Some 1.5 million homeowners here have spent more than €11 billion in total in the past year on home improvements, while more than 861,000 homeowners have plans to do more such work, research by Aviva Insurance Ireland suggests.
The insurer said the trend was “undoubtedly driven” by the extended periods of time that people have spent in their homes since the outbreak of the Covid-19 pandemic.
The individual spend for 72 per cent of the homeowners surveyed for the firm who had engaged in home improvement in the past year came in under €5,000, while almost one-quarter spent anywhere from €5,000-€20,000. Just 5 per cent of the homeowners in question spent more than €20,000 but less than €50,000, with only 1 per cent spending more than €50,000.
The survey, commissioned by Aviva and carried out by iReach, involved a total of 1,200 respondents and sought to examine the home improvement experiences of homeowners in the past year.

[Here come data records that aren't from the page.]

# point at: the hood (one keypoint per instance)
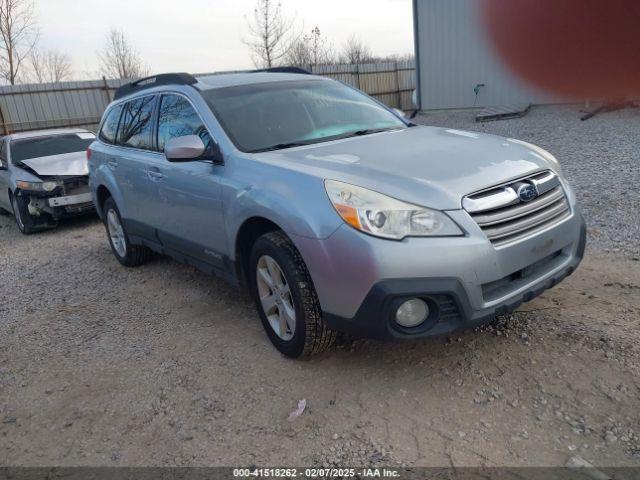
(429, 166)
(66, 164)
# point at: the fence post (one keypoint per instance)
(5, 126)
(398, 87)
(106, 89)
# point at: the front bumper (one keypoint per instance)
(361, 281)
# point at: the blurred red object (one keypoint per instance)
(573, 48)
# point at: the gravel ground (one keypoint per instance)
(600, 157)
(162, 365)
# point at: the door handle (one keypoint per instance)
(155, 174)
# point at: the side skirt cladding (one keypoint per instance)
(183, 251)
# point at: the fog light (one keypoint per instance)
(412, 313)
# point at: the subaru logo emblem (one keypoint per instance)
(527, 192)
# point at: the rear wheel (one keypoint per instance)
(286, 298)
(127, 254)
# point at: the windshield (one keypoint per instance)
(49, 145)
(270, 116)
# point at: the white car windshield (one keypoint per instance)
(49, 145)
(270, 116)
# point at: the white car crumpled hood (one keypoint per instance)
(71, 164)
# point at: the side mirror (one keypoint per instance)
(184, 149)
(400, 113)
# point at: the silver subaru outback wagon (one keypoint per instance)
(335, 211)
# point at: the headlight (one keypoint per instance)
(386, 217)
(555, 164)
(37, 186)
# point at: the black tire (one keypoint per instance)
(135, 255)
(311, 333)
(23, 218)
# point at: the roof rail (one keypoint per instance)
(154, 81)
(299, 70)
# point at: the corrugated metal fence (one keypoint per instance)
(81, 104)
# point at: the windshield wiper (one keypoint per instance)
(367, 131)
(280, 146)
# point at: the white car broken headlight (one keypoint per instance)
(37, 186)
(377, 214)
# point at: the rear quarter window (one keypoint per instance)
(110, 125)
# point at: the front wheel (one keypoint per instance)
(127, 254)
(286, 298)
(21, 213)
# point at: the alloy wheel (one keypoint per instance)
(275, 297)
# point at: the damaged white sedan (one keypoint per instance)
(44, 176)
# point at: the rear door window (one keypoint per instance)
(136, 126)
(110, 125)
(178, 118)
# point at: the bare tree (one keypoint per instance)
(310, 50)
(271, 34)
(49, 66)
(356, 51)
(119, 58)
(18, 36)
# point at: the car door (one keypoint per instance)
(136, 166)
(190, 191)
(5, 175)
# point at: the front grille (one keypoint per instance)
(503, 216)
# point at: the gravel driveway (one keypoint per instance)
(162, 365)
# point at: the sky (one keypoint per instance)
(207, 35)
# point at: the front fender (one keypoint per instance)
(300, 207)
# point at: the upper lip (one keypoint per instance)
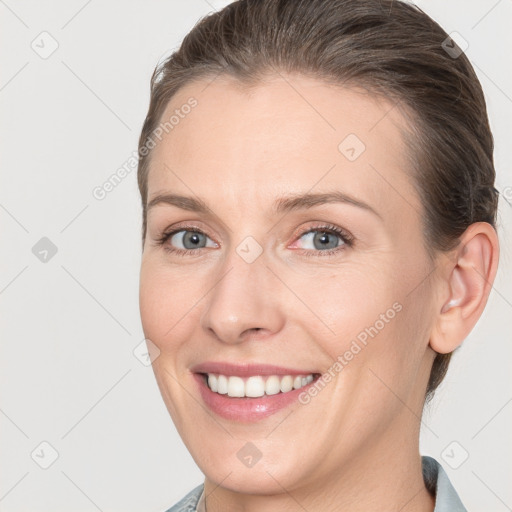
(246, 369)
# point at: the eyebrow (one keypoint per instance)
(281, 205)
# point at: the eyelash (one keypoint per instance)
(347, 239)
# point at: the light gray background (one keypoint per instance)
(69, 326)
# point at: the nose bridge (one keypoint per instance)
(241, 298)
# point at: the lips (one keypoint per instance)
(250, 392)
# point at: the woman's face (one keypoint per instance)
(307, 258)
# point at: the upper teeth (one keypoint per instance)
(257, 385)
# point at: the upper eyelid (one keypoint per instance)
(342, 233)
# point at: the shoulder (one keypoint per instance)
(189, 502)
(438, 483)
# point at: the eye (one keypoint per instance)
(326, 239)
(185, 241)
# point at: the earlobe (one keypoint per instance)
(470, 275)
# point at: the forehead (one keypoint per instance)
(288, 133)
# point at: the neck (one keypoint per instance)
(384, 476)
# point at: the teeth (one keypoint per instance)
(257, 385)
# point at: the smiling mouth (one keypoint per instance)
(257, 385)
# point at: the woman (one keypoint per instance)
(318, 199)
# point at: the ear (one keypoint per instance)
(469, 275)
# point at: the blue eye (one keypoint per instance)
(188, 239)
(324, 240)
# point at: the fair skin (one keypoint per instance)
(354, 446)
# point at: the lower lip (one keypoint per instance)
(247, 410)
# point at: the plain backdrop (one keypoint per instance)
(74, 396)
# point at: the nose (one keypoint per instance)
(243, 303)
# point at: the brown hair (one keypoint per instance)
(386, 46)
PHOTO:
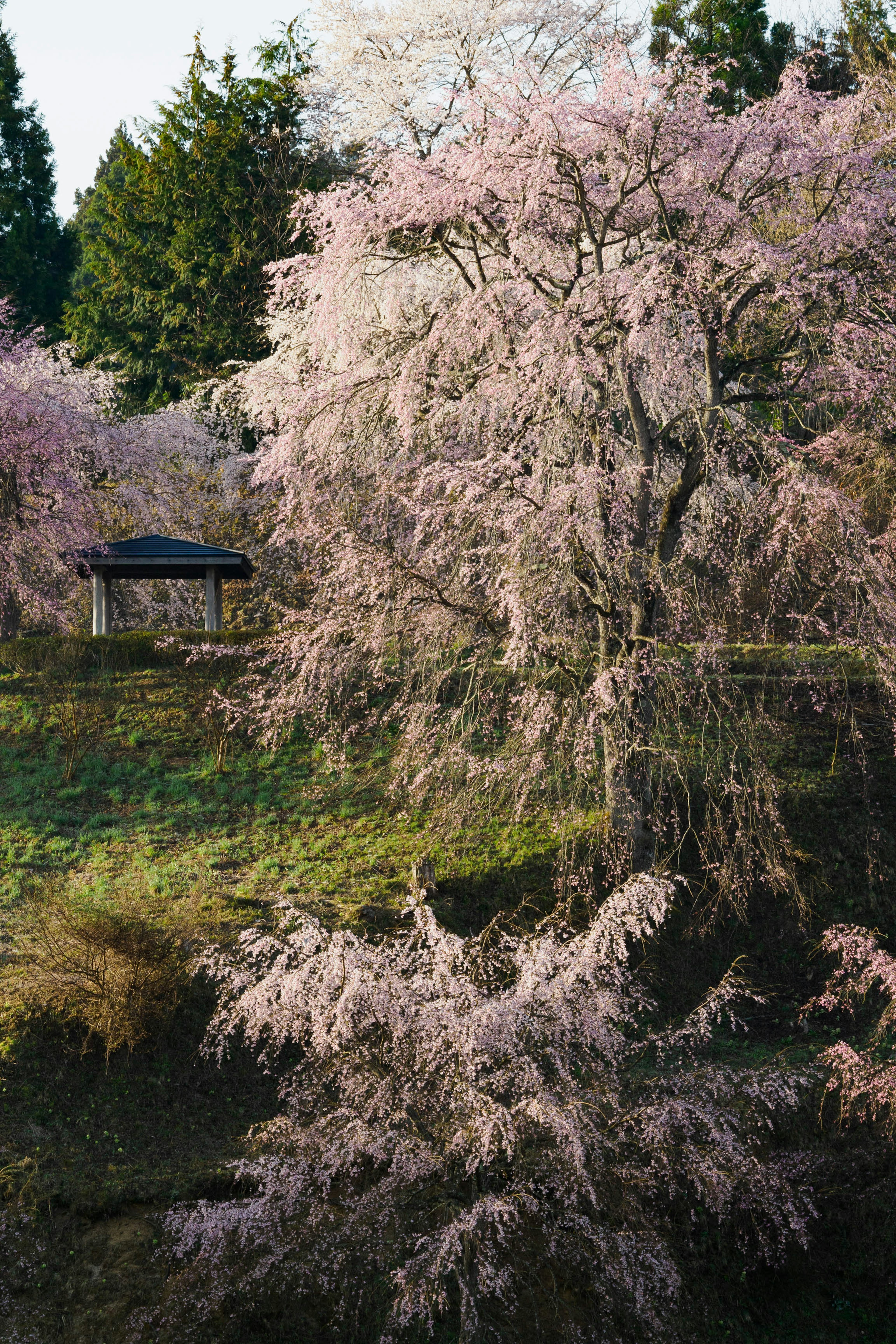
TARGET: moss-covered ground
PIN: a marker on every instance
(96, 1151)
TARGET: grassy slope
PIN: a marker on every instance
(103, 1151)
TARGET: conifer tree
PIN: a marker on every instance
(181, 225)
(35, 251)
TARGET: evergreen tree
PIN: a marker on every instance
(179, 228)
(871, 38)
(730, 35)
(35, 249)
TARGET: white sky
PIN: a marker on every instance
(91, 64)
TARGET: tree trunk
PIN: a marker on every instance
(629, 791)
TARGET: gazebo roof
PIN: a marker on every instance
(159, 557)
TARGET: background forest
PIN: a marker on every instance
(486, 936)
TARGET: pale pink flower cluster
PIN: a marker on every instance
(539, 409)
(864, 1080)
(495, 1132)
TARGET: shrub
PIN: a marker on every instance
(117, 972)
(491, 1136)
(211, 682)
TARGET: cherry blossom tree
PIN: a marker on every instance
(50, 462)
(74, 474)
(864, 1080)
(402, 73)
(543, 406)
(498, 1135)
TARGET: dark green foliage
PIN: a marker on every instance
(730, 35)
(870, 35)
(101, 1151)
(747, 57)
(178, 229)
(124, 652)
(35, 251)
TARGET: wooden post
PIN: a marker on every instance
(211, 584)
(97, 601)
(107, 601)
(424, 874)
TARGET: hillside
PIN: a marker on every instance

One in five respondents to the survey said that on top of work done they have further renovation plans for their homes in the coming year – from painting, to home offices, to new windows.
The research found that two-thirds of homeowners have embarked on home decoration and renovation projects in the past year.
A further 18 per cent of those surveyed said they had not done any work in their homes to date but have plans to, with only 8 per cent having no plans to undertake any renovation work or redecoration projects.
The majority of those who have undertaken work in their homes have been aged 35-54 years.
Of those who carried out work, a significant number of people (43 per cent) said the work was carried out due to the increased time spent at home, while almost one-quarter said it was to make better use of space or to create more space, and one in five said it was because it had been more financially feasible to make changes to homes on the back of money saved over the course of the year.
One in 10 said the work was carried out due to “sheer boredom”, while 6 per cent had had a home office constructed so they could keep home and work life separate.
Of those who have not carried out any home improvements, half said various lockdowns were delaying their plans, while one in five said they could not find tradespeople. The remainder (28 per cent) said they were waiting until they have more time available.